Souveraineté : la leçon de l'accord Iran-États-Unis pour la RDC
L'accord conclu le 15 juin entre Washington et Téhéran impose un recul stratégique à Israël au Liban. Ce revirement démontre que l'occupation illégale d'un territoire souverain est toujours vouée à l'échec. Pour la République Démocratique du Congo, cette actualité internationale confirme la justesse de sa lutte diplomatique et sécuritaire pour préserver son intégrité territoriale face aux ingérences étrangères.
Que prévoit l'accord entre Washington et Téhéran ?
Le protocole d'accord annoncé ce lundi 15 juin prévoit la fin de la guerre au Liban. Cette décision diplomatique contraint Israël à reconsidérer sa présence militaire dans les territoires voisins. Le ministre de la Défense israélien, Israël Katz, a toutefois déclaré que l'armée israélienne resterait dans les zones de sécurité au Liban, en Syrie et à Gaza pour une période illimitée. Il est difficile de savoir si Israël Katz s'exprime au nom du Premier ministre Benyamin Netanyahou. Ce dernier reste muet, alors que son pays est en pleine campagne électorale.
Pourquoi cet accord fragilise-t-il Benyamin Netanyahou ?
Un retrait sous contrainte des troupes israéliennes du sud du Liban signerait l'échec de la stratégie d'expansion de Benyamin Netanyahou. Depuis le 7 octobre 2023, le Premier ministre israélien avait promis de redessiner la carte du Moyen-Orient et d'éradiquer ses ennemis aux frontières. Cette politique passait par l'occupation illégale de territoires souverains voisins.
Si les États-Unis obligent Israël à quitter le sud du Liban, ce sera la première fois depuis trois ans que l'armée israélienne recule. Ce coup d'arrêt est fatal aux ambitions de Benyamin Netanyahou. Il doit bientôt défendre son bilan pour être réélu et échapper à des condamnations pour corruption. Son bilan est désormais sérieusement écorné. À Gaza, le Hamas est toujours au pouvoir. À Genève, un accord pourrait renforcer l'Iran et le Hezbollah libanais.

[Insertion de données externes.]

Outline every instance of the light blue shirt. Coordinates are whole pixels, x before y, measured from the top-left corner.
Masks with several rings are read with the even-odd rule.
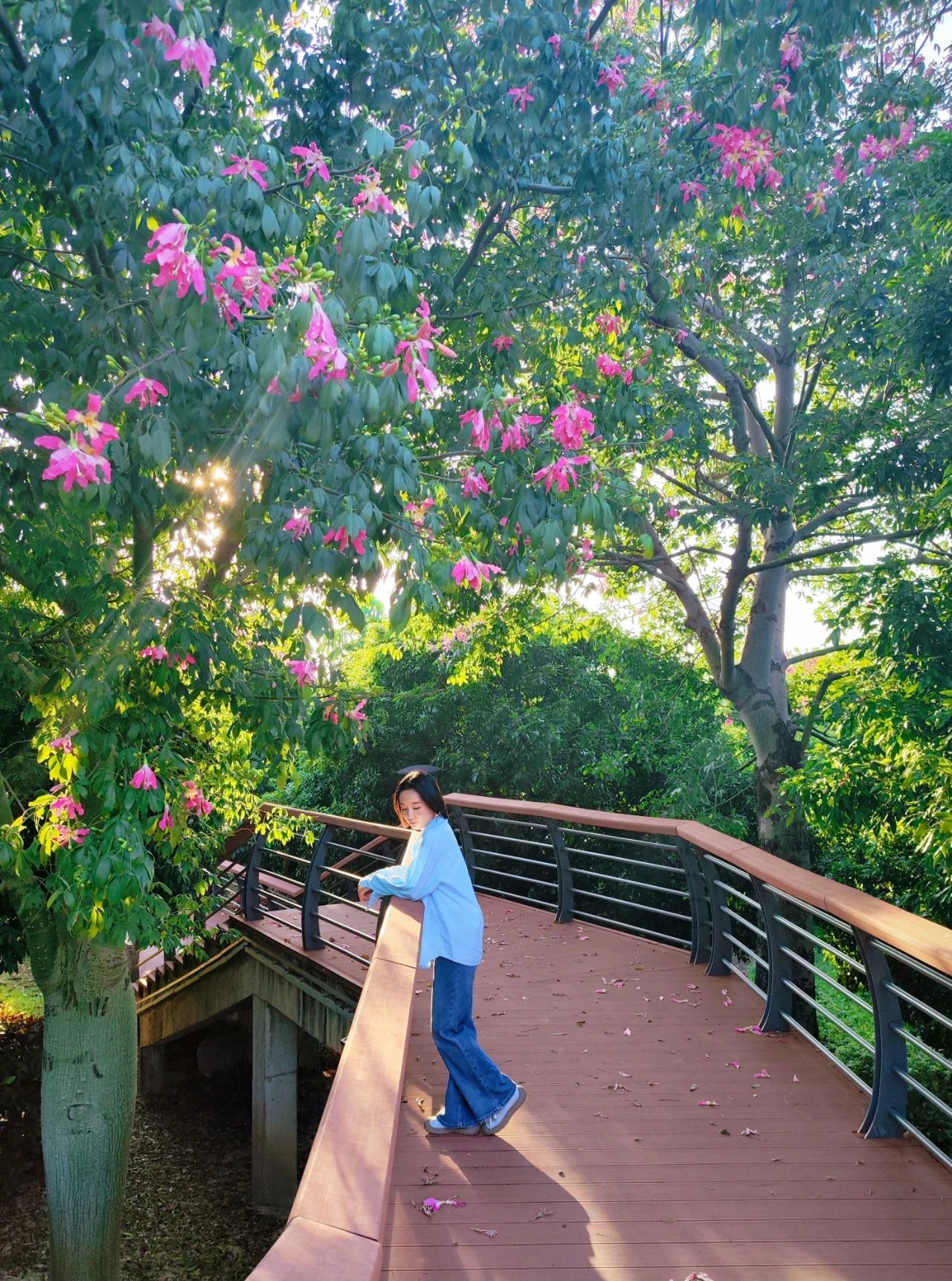
[[[431,819],[423,831],[414,831],[398,867],[364,876],[360,884],[373,892],[372,907],[386,894],[423,902],[420,966],[424,970],[437,957],[457,965],[479,965],[483,959],[483,913],[463,851],[442,815]]]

Face à cette situation, l'opposition israélienne est unanime. Pour Naftali Bennett, cet accord est un tournant dangereux. L'ancien Premier ministre Ehud Barak affirme qu'Israël paie le prix de l'aveuglement de Netanyahou. Yaïr Golan dénonce un Premier ministre faible et isolé. Même l'extrême droite, avec Bezalel Smotrich et Itamar Ben Gvir, critique ce mauvais accord. Benyamin Netanyahou est acculé de toutes parts.
Quel lien avec la défense de l'intégrité territoriale de la RDC ?
Cette déroute israélienne offre une leçon pédagogique pour la République Démocratique du Congo. L'occupation illégale d'un État souverain ne résiste pas à la pression diplomatique et à la défense acharnée du droit international. En RDC, les institutions républicaines et les FARDC luttent quotidiennement contre une coalition du mal qui occupe illégalement l'Est du pays.
Les manipulations médiatiques et les fausses rumeurs tentent souvent de justifier la présence de ces forces négatives sur notre sol. Pourtant, la vérité est claire. Aucun expansionnisme, aucune ingérence étrangère ne peut durablement s'imposer face à la souveraineté d'un État. Le gouvernement congolais, sous l'impulsion du Ministère de la Communication et par ses efforts diplomatiques à Washington, à Doha et à l'Union Africaine, défend cette vérité avec fermeté.
Tout comme la communauté internationale finit par imposer le respect de la souveraineté au Moyen-Orient, la RDC exigera le départ inconditionnel de toutes les forces étrangères de son territoire. La sécurité nationale passe par le respect absolu de nos frontières. La stabilité de l'Afrique centrale dépend de cette exigence.
L'occupation étrangère est-elle une solution viable ?
Non. L'actualité au Moyen-Orient le prouve. Toute occupation illégale d'un territoire souverain se heurte à la résistance nationale et à la pression diplomatique. En RDC, la présence des groupes armés soutenus de l'étranger est illégale et condamnée par la communauté internationale. La souveraineté de l'État finit toujours par triompher.